I flicked my eyebrows.
“Stay home and keep an eye on Tatan.” Nana set the skillet on the back burner of the gas stove.
“Why do I have to stay home? I didn’t do anyt’ing.” I slid my feet in my zoris, determined to go to Tumon with my parents. I was hoping I’d see Daphne there. She’d told me Friday night after Catechism that her nana was taking her shopping in Agana for school clothes, and then they’d have lunch at the Chamorro Café in Tumon. I was planning to get our lunch that afternoon and maybe run into her.
“Kiko, please.” Nana twisted her wedding ring. It was a wonder after twenty-eight years being married she hadn’t rubbed it smooth. “We been over this already.

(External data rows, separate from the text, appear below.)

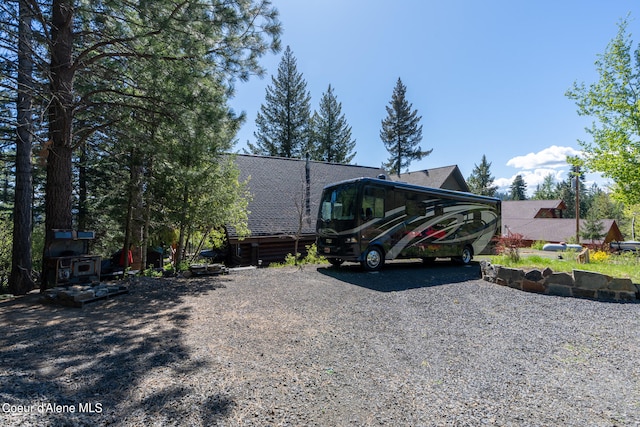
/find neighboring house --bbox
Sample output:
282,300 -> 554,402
388,166 -> 470,192
502,200 -> 567,219
501,200 -> 623,246
227,155 -> 470,266
227,154 -> 387,266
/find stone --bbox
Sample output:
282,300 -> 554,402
608,278 -> 636,292
74,290 -> 95,302
56,289 -> 74,301
94,287 -> 109,298
522,279 -> 545,294
617,291 -> 637,302
542,267 -> 553,277
544,272 -> 574,287
573,269 -> 610,290
596,289 -> 617,301
496,267 -> 524,287
479,260 -> 497,283
547,284 -> 572,297
572,288 -> 596,299
524,269 -> 544,282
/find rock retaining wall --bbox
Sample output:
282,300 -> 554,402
479,260 -> 639,302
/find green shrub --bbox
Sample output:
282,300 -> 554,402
0,214 -> 13,293
531,240 -> 547,250
301,244 -> 327,264
271,243 -> 327,268
142,264 -> 163,278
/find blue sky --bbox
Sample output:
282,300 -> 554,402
230,0 -> 639,194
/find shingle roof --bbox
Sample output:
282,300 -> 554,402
388,166 -> 469,192
502,200 -> 566,219
502,218 -> 621,244
229,154 -> 387,238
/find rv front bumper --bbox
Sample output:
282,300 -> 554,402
317,236 -> 359,259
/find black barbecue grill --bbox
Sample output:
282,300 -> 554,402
43,230 -> 101,286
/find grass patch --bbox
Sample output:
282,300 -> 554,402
485,251 -> 640,283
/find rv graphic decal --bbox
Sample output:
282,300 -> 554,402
316,177 -> 501,270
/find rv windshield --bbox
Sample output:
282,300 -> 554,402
320,184 -> 358,223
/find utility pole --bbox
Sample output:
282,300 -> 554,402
574,166 -> 580,244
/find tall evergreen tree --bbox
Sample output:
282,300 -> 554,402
532,174 -> 557,200
467,154 -> 497,196
8,0 -> 35,295
555,174 -> 589,219
510,175 -> 527,200
310,84 -> 356,163
581,208 -> 605,243
13,0 -> 282,288
380,78 -> 431,176
248,46 -> 311,158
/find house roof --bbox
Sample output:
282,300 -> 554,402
502,200 -> 566,219
229,154 -> 387,238
502,218 -> 622,244
388,166 -> 469,192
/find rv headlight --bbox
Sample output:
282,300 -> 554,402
344,236 -> 358,244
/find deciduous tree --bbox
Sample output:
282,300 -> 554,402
566,18 -> 640,205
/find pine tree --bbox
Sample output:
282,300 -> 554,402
555,174 -> 590,219
248,46 -> 311,158
532,174 -> 557,200
9,0 -> 35,295
26,0 -> 281,288
380,78 -> 431,176
467,155 -> 497,196
510,175 -> 527,200
311,84 -> 356,163
581,208 -> 605,243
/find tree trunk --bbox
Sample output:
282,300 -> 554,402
77,145 -> 88,230
175,185 -> 189,267
42,0 -> 75,291
9,0 -> 35,295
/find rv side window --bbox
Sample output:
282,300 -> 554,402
362,187 -> 385,219
403,193 -> 421,216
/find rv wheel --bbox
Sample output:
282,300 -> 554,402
457,245 -> 473,265
362,247 -> 384,271
421,257 -> 436,265
328,258 -> 344,267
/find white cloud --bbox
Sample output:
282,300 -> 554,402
494,145 -> 612,195
506,145 -> 581,170
495,169 -> 567,193
493,145 -> 584,194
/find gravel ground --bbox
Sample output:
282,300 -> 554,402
1,262 -> 639,426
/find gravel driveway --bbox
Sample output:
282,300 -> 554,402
1,262 -> 639,426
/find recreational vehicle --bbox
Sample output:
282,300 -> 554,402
316,177 -> 501,270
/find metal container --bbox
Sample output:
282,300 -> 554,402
43,230 -> 101,286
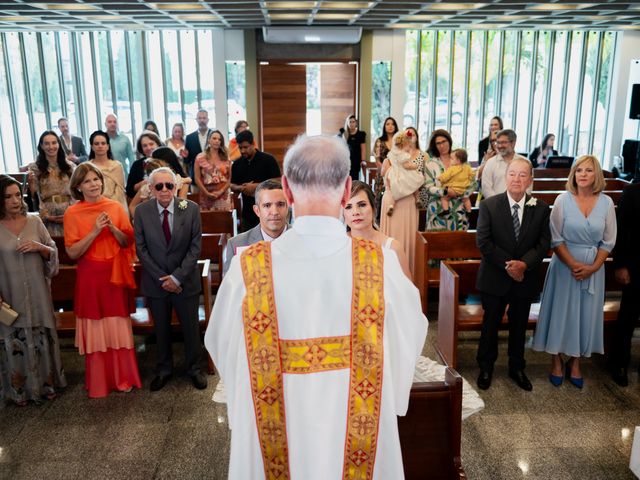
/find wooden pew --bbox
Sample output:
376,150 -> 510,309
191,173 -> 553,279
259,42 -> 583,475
52,259 -> 212,336
533,168 -> 614,179
414,231 -> 479,312
399,369 -> 466,480
533,190 -> 622,206
437,259 -> 622,368
200,209 -> 238,236
200,232 -> 228,293
51,236 -> 75,265
533,178 -> 629,191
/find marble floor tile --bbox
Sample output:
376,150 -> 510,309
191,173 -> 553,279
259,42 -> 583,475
0,321 -> 638,479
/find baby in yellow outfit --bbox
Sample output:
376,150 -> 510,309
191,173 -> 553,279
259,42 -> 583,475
437,148 -> 474,217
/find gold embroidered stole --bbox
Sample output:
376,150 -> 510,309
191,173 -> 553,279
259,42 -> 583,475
240,239 -> 385,480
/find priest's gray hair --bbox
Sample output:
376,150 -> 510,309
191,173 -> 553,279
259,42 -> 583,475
283,135 -> 350,200
148,166 -> 177,186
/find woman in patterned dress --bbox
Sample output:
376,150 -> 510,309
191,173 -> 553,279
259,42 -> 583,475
27,131 -> 76,237
194,130 -> 233,212
423,129 -> 474,232
0,175 -> 66,406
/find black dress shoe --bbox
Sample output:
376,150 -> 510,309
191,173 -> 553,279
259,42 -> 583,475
190,372 -> 208,390
150,374 -> 171,392
509,370 -> 533,391
476,370 -> 492,390
612,367 -> 628,387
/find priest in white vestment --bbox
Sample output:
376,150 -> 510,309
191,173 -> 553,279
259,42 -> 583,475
206,134 -> 428,480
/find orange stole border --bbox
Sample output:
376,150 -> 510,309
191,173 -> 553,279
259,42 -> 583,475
241,241 -> 290,480
342,238 -> 385,480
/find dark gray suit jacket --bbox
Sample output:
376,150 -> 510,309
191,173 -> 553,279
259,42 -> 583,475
222,224 -> 264,275
134,198 -> 202,298
60,135 -> 88,163
222,224 -> 290,274
476,192 -> 551,298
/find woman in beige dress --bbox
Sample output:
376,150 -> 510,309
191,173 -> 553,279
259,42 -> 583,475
88,130 -> 128,213
344,180 -> 412,279
27,130 -> 76,237
0,175 -> 66,406
380,127 -> 426,276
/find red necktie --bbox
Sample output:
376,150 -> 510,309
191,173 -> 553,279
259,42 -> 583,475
162,209 -> 171,245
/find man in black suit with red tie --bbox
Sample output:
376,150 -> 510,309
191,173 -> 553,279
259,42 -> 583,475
611,183 -> 640,387
476,158 -> 551,391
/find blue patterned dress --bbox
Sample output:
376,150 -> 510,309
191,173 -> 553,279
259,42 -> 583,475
532,192 -> 616,357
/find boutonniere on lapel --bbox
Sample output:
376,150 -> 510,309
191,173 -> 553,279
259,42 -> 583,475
178,200 -> 188,210
525,197 -> 537,207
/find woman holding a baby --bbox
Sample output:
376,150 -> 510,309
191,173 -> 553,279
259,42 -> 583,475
423,129 -> 475,232
380,127 -> 426,276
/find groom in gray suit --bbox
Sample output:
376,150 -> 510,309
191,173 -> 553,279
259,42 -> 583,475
476,158 -> 550,391
134,167 -> 206,391
222,179 -> 289,274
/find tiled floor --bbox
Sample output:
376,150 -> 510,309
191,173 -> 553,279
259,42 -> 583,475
0,319 -> 638,479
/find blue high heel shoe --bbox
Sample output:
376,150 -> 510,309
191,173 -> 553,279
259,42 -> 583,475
565,362 -> 584,389
549,372 -> 563,387
549,357 -> 564,386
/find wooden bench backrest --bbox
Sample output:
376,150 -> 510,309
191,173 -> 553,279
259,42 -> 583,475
534,190 -> 622,206
200,210 -> 238,236
398,369 -> 465,480
201,233 -> 228,291
534,178 -> 629,191
52,259 -> 212,334
534,168 -> 614,179
440,258 -> 621,297
414,231 -> 479,311
51,236 -> 75,265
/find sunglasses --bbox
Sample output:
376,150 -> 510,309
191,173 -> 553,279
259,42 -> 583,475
154,182 -> 175,191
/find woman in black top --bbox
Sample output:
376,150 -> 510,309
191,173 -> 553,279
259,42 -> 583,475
125,131 -> 185,198
478,116 -> 503,163
529,133 -> 558,168
343,115 -> 367,181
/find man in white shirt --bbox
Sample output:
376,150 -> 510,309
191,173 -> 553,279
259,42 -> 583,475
222,179 -> 289,274
206,135 -> 428,479
481,129 -> 529,199
184,109 -> 213,179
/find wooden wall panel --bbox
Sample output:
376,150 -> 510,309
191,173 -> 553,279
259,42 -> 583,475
259,64 -> 307,166
320,63 -> 357,135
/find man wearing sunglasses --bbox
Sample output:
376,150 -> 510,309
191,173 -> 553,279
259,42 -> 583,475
134,167 -> 207,392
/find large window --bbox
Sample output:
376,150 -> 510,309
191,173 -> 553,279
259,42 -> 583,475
405,29 -> 616,162
0,30 -> 219,171
371,61 -> 391,141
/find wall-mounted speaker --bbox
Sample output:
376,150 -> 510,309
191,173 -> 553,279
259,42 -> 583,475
631,84 -> 640,120
622,139 -> 640,176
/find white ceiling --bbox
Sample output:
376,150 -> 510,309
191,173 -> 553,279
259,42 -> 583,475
0,1 -> 638,31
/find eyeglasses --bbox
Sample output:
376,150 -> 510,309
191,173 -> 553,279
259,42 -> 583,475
154,182 -> 175,191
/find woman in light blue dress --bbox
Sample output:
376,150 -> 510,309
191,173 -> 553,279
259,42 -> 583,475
532,155 -> 616,388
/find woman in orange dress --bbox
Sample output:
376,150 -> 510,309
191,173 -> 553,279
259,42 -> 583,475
64,163 -> 141,398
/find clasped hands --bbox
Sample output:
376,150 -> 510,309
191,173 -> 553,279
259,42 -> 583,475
159,275 -> 182,294
571,262 -> 597,281
505,260 -> 527,282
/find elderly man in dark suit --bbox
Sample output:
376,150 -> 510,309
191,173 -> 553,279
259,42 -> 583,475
222,179 -> 289,274
611,183 -> 640,387
476,158 -> 551,391
134,167 -> 206,391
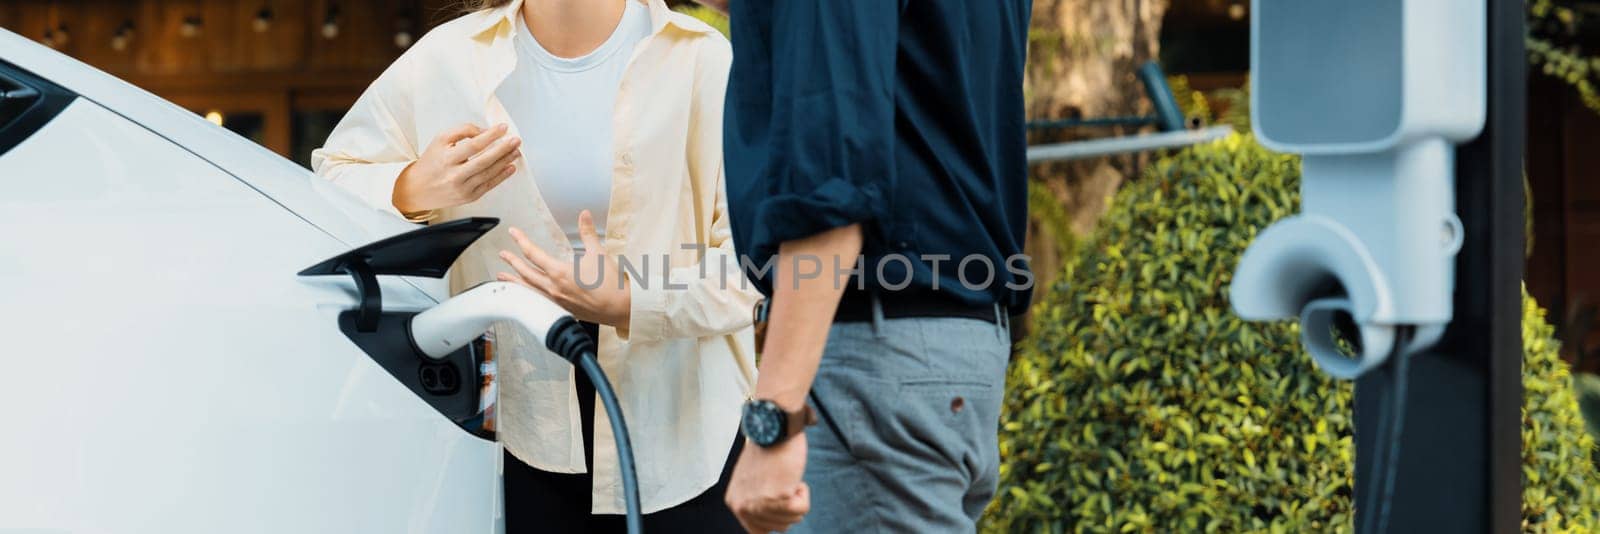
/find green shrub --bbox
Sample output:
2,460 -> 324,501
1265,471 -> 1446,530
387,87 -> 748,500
674,5 -> 729,37
1522,296 -> 1600,531
985,134 -> 1600,533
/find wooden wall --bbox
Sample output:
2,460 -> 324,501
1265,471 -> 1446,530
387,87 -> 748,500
0,0 -> 463,156
1527,73 -> 1600,370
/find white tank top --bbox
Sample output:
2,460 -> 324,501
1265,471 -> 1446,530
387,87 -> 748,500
499,1 -> 651,252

Officer Perez said Tatan can’t go to Tumon beach no more. We’re lucky that tourist didn’t press charges.”
“I don’t know why he can’t go. Nobody got killed.”
“Kiko! Officer Perez said the man had to go to the hospital for stitches. It’s costing us plenty mullah for the hospital bill.”
“It was only a scratch.”
Tata crumpled his newspaper. “Enough!” he bellowed. “That man could have been seriously hurt.”
I shoved my hands into my jam pockets. “But it’s the last day of vacation.” The last day I’d get a chance to see Daphne alone. “We go to church tomorrow, then back to school Monday.” It was as if by telling me that she was going to the café, Daphne wanted me to come talk to her. I can’t do that at church or school. I get tongue-tied. If I don’t go, she’ll think I don’t like her. She’ll feel like a fool and not have anything to do with me.
“Kiko,” Nana spoke in barely a whisper. “Please. We need you stay here and watch Tatan.” I stared at her rubbing the rose on her ring. Tata had made the ring from a bent spoon he found in the rubble of the Governor’s Palace after it got bombed during World War II. When she worried, Nana rubbed her ring like old women fingered rosaries during novenas. “And try not to argue with him.”
Tata put his hand on my back. He didn’t hug me anymore, so his hand felt warm, yet heavy. “Son, we’re sorry. But we need you to be a man about this.”
I shifted my shoulders away from his hand. That sounded too much like what Sammy had said to me the summer before he left for the air force.
Toughen up. Be a man.
Then Sammy would wrestle me down and tease me about my puny biceps. Well, they weren’t puny any more. But the words sounded strange coming from my tata’s mouth. He usually gave in to me, being the baby in the family.
My parents picked up their metal lunch boxes and left. I stared into space, feeling bummed out about the whole thing, wondering what I could do to salvage the end of Christmas break. It was certain I wouldn’t be seeing Daphne until church.